Apache Spark Memory Management: Storage and Execution Memory (Part 2)

This article is a continuation of the previous piece on Apache Spark memory management, focusing on two major aspects: storage memory management and execution memory management.

Storage Memory Management

RDDs are the fundamental immutable data abstraction in Spark. Their persistence is handled by Spark’s Storage module, which decouples RDDs from physical storage. The driver and executor each run a BlockManager (master and slave respectively) that manages Block objects, where each RDD partition corresponds to a unique block identified by an ID such as rdd_RDD-ID_PARTITION-ID .

Spark defines seven storage levels (e.g., MEMORY_ONLY , MEMORY_AND_DISK ) that are composed of five boolean variables. The source code of the StorageLevel class is shown below:

class StorageLevel private(
    private var _useDisk: Boolean, //磁盘
    private var _useMemory: Boolean, //这里其实是指堆内内存
    private var _useOffHeap: Boolean, //堆外内存
    private var _deserialized: Boolean, //是否为非序列化
    private var _replication: Int = 1 //副本个数
)

The dimensions are:

Storage location – disk, on‑heap memory, or off‑heap memory (e.g., MEMORY_AND_DISK stores data in both memory and disk; OFF_HEAP stores only off‑heap).

Storage format – whether the block is stored deserialized (in‑memory objects) or serialized (byte buffer).

Replication – number of copies; values >1 trigger remote replication.

When an RDD is cached, its partitions are first read as Iterator s. Spark then “unrolls” the iterator into a Block . Unrolling requires temporary space from the MemoryManager . If sufficient space is unavailable, unroll fails; otherwise the block is stored either deserialized ( DeserializedMemoryEntry ) or serialized ( SerializedMemoryEntry ) depending on the chosen storage level.

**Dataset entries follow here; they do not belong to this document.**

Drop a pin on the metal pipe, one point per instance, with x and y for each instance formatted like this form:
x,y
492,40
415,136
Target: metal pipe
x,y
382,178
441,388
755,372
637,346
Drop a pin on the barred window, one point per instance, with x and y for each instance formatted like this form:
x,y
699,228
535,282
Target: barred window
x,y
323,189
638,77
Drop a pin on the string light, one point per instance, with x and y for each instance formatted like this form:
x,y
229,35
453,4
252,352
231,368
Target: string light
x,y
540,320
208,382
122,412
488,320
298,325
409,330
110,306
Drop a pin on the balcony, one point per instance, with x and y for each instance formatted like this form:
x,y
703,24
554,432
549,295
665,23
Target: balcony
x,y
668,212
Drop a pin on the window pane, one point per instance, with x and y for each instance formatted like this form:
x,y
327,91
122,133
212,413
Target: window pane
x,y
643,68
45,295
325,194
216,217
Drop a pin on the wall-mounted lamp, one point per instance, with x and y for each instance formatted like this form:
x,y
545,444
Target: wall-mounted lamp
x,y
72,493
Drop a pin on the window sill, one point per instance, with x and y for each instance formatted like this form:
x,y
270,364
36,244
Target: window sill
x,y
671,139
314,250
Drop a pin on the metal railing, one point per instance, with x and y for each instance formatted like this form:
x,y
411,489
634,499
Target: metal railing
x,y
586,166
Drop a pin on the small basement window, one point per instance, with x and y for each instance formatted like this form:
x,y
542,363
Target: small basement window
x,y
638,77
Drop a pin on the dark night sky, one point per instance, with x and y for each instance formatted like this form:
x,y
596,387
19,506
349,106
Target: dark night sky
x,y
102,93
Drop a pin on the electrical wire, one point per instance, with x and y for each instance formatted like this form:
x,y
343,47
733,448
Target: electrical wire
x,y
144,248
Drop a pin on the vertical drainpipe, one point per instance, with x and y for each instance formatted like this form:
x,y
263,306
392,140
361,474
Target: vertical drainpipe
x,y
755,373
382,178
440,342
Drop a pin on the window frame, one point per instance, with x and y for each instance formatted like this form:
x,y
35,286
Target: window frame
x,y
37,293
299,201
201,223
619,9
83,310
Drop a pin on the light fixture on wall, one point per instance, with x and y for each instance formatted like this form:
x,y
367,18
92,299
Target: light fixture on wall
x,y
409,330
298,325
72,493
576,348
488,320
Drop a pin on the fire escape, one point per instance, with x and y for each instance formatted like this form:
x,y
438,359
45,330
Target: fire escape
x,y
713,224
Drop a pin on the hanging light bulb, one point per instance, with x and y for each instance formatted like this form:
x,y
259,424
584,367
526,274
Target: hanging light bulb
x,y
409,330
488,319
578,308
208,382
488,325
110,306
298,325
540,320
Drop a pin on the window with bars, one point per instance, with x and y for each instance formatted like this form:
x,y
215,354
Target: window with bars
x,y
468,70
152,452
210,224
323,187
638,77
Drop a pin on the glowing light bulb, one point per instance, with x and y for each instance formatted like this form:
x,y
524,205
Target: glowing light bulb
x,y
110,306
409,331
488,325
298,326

Because executor memory is limited, Spark may evict old blocks using an LRU policy on the LinkedHashMap . Evicted blocks that have a disk component are spilled to disk; otherwise they are simply removed. Eviction rules ensure the evicted block shares the same memory mode, belongs to a different RDD, and is not currently being read.

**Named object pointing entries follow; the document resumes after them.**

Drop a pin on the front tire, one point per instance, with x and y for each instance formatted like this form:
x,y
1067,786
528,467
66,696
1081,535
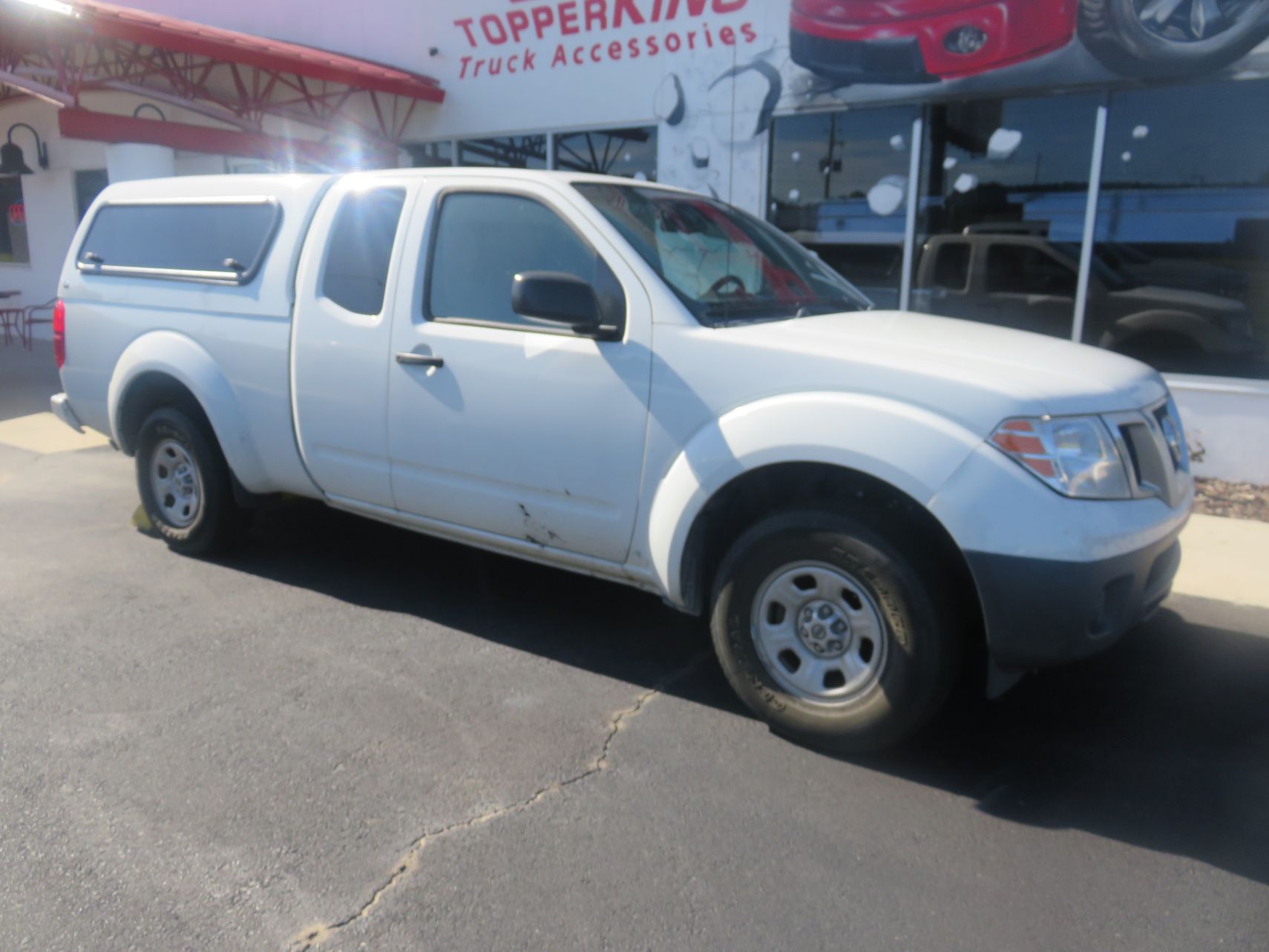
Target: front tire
x,y
186,485
831,634
1132,42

Execution Memory Management

All tasks running in an executor share a pool of execution memory. Each task can request between 1/2N and 1/N of the total executor memory, where N is the number of concurrent tasks. If a request cannot be satisfied, the task is blocked until enough memory is released.

During Shuffle, execution memory is used for both the write and read phases. In the write phase, Spark may use an ExternalSorter (heap‑based) or a ShuffleExternalSorter (Tungsten‑based). The latter can store data in either on‑heap or off‑heap memory depending on configuration. In the read phase, data is aggregated by an Aggregator and may also be sorted, both consuming on‑heap memory.

Both sorter and aggregator rely on an AppendOnlyMap hash table. When this map grows beyond the memory manager’s allowance, Spark spills its contents to disk (a “spill”), later merging the spilled files.

Tungsten introduces a page‑based memory manager. Memory is divided into 64‑bit logical addresses composed of a 13‑bit page number and a 51‑bit offset. Each page is represented by a MemoryBlock with fields obj (object reference for on‑heap pages or null for off‑heap) and offset (the absolute address). This unified addressing allows Spark to sort pointers without deserialization, greatly improving memory‑access and CPU efficiency.

Conclusion

Spark’s storage memory and execution memory are managed by distinct mechanisms: storage memory uses a LinkedHashMap of blocks derived from RDD partitions, while execution memory relies on AppendOnlyMap and Tungsten’s page‑based system to handle Shuffle data. Understanding these internals helps developers tune Spark applications for optimal performance.